CHAPECO, Brazil (AP) - Relatives of victims who died in an air crash that killed most the Brazilian soccer club Chapecoense spoke out in anger on Thursday, several saying the crash was avoidable.

Only six of the 77 passengers and crew survived, three of them players. Nineteen other players perished in the crash on Monday, a few kilometers (miles) from an airport Medellin, Colombia.

Recordings of conversations with the pilot and accounts of a surviving flight attendant, along with the lack of an explosion upon impact, indicated the plane - a BAE 146 Avro RJ85 - ran out of fuel.

Osmar Machado, the father of defender Filipe, questioned why this plane was used. His son died on his father's 66th birthday.

"Profit brings greed," he said. "Because of 30 kilometers this plane ended (the lives of) 71 people. But what can we do now? The owner of the plane died."

Experts have said the plane was at its maximum flight range - it departed from Santa Cruz, Bolivia - when it crashed into a muddy mountainside.

The team was heading to play in the first of two matches in the final of the Copa Sudamerica, South America's No. 2 club tournament.

Williams Brasiliano, uncle of Chapecoense's midfielder Arthur Maia, said the crash was avoidable if Chapecoense had chosen a regular airline to travel to Colombia - not a charter.

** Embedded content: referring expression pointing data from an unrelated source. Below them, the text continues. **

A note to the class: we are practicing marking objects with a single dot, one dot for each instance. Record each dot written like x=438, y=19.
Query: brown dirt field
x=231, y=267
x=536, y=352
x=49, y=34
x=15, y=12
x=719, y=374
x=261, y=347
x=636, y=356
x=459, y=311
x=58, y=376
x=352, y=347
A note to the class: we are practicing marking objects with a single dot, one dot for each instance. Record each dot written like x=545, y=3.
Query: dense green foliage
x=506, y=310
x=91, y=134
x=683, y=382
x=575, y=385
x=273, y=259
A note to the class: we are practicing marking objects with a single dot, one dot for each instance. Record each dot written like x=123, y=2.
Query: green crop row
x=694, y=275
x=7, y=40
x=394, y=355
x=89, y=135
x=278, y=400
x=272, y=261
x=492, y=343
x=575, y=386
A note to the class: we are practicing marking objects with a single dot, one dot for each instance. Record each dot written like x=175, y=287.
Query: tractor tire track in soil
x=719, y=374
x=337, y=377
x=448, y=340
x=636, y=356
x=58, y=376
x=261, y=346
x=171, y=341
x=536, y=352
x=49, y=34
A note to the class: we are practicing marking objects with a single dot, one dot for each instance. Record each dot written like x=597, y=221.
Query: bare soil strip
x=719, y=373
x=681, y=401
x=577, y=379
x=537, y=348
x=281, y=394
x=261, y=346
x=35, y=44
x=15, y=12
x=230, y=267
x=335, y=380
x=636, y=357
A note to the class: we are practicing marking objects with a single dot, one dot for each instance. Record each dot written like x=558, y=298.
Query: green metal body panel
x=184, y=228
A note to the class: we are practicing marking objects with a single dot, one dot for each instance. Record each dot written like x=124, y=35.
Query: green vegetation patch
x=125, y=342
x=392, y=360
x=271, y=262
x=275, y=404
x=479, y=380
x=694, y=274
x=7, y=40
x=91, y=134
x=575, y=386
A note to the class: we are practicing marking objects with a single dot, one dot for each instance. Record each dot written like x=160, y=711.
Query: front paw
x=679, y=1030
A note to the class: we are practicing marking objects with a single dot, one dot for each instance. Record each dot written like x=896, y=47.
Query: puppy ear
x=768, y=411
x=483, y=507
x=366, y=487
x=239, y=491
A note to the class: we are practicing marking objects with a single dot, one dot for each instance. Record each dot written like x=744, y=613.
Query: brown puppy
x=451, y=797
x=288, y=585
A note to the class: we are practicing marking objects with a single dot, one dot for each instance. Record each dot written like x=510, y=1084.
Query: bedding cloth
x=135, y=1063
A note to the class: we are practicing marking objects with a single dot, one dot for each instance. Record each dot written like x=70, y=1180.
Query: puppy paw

"Look how complicated that flight was going to be even if it had arrived," Brasiliano said, tears in his eyes as he spoke. "Even if they had arrived, it is clear that they would be tired from the trip to play a final. This can't be right. I doubt that a bigger club would have done the same."

Chapecoense spokesman Andrei Copetti said that more than 30 clubs had used the service of the crashed jet, including Argentina and Bolivia.

The jet was run by charter company LaMia.

"LaMia also took us to Barranquilla (Colombia) to play against Junior," Copetti said. "They had a good service then. It was the airline that got in touch with us because they have experience in doing these long flights in South America. We chose this company for technical reasons. All these rumors have to be discarded."

He said CONMEBOL, the governing body of South American football, was not involved in choosing LaMia. He said also said the city had no role.

He said the bodies had been identified in Colombia and would be flown back to Brazil on a Brazilian military plane. He did not say when they would arrive in Brazil.

Also on Thursday, the president of Brazilian club Atletico Mineiro said the team would not play its final-round match of the Brazilian league season against Chapecoense.

Chapecoense's acting president said earlier in the week that the head of the Brazilian Football Confederation, Marco Polo Del Nero, had ordered Chapecoense to play its final match using a team made up mostly of junior players.

"We believe in sport," Atletico Mineiro president Daniel Nepomuceno said. "We respect the pain. It's not the moment to demand that players" play this match.

Nepomuceno said he had talked with Del Nero, and said the CBF head had changed his mind.

Del Nero was widely criticized on social media for his earlier statements.